Remember – your first pitch is not about getting a cheque but is all about getting a second meeting, so work on the pitch to get attention / second meeting rather than drowning in details and losing the plot. Hope this pitch gets your attention or at least tries to achieve what I am preaching (or maybe I also lost the plot!!! ;))

Startup Pitch: An Insider’s Guide on What do VCs Want?

So You Want USD 5 Mn Series A Valuation for Your Startup: Some Key Metrics?

Venture Capital: What metrics does a VC look for in a consumer internet startup, e.g., a social networking site to fund a typical Series A valuation ($4m – $5m)?
I would like to know about the metrics such as:

A) How much revenue?
B) How many users?
C) What is the rate of growth?
D) How viral?

Also, please mention if there are any other metrics that VCs look for.

This question was posted on Quora with a request for an answer. This is a question which keeps on appearing at regular intervals in meetings / informal sessions/conferences or in secret whispers where people try to unlock the secret code of VCs on valuation related to a company.

Every entrepreneur wishes to know about those handles / lever-points, which will catapult their startup to get some particular valuation at Angel / Seed or Series A.

So what are the metrics which make us quite dizzy early in the morning and shows us dollar signs all around?

For any company (startup/growth/pre-IPO/listed-stock), any investment round is not the end but part of a journey where whatever enters at one point exists at another, and hence, let me rephrase this question and ask, “What metrics will get a startup USD 50 Mn valuation after 4/5 years?

USD 1 Mn revenue or 5 Mn?

EBITDA multiples 8 / 12 / 40 / 60?

Will you benchmark with Amazon (USD 54 Billion sales / USD 107 Bn EV) or Overstock (USD 1 Bn sales / USD 303 Mn EV) or Facebook / XING / LinkedIn or Groupon or LivingSocial?

Frankly, there is no clear answer as it all depends on the path the team takes it on since one can see from above-mentioned names that valuations differ greatly despite visible success in same vertical.

Web business is winners’ game and it’s 1 or 0 where winners take all, so factor that, and also-ran or 2nd / 3rd companies are valued at a fraction of what winners make.

On a broad basis, valuation is a function of earning and growth. Hence, earning and growth remains the fundamental case as far as financial metrics related to valuation works and all investment opportunities with financial objectives since the key parameters are bound to be valued on the basis of earning and growth only. Hence, there is no reason why a startup as it matures won’t be measured against these two metrics.

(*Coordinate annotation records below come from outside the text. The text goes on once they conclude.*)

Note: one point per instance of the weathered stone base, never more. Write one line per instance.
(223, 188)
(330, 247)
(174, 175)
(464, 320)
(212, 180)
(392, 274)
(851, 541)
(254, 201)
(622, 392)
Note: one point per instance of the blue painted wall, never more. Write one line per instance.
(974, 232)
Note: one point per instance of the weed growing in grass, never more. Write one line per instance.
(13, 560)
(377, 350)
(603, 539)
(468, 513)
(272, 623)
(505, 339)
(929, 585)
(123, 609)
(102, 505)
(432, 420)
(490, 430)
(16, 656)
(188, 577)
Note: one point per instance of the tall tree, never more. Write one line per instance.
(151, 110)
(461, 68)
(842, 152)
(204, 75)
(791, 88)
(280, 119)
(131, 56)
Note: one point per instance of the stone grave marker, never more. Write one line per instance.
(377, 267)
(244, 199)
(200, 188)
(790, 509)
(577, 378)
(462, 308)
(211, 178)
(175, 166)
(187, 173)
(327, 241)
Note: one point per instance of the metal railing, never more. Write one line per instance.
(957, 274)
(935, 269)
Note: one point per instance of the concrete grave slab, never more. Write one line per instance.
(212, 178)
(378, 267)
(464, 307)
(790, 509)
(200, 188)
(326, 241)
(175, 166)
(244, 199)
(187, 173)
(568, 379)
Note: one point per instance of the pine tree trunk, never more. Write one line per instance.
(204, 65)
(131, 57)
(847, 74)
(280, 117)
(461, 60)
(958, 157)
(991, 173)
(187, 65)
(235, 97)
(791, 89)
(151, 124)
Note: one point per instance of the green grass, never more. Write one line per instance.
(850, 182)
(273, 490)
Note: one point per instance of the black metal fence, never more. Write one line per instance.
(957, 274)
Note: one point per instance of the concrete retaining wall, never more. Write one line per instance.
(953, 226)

However, for Series A, valuation is more a function of many other factors, and in many cases, is also not very dependent on the startup itself and has more to do with market dynamics, investor internal road-maps / goals as well as peer group actions.

Hence, rather than worrying about Series A 5 Mn valuation, think of what it will take to make it a 50 Mn or 100 Mn or 1 Bn company (whatever the numbers are), since Series A valuation is a small stop-over and is not going to change or impact you for few % basis points here and there.

If you get a real bad valuation in Series A and do exceedingly well, Series B will take away all pains of Series A, and if you get very good valuation in Series A and don’t do well, there won’t even be a Series B, and you would end up having good paper stocks which can’t be used even as paper-roll!!!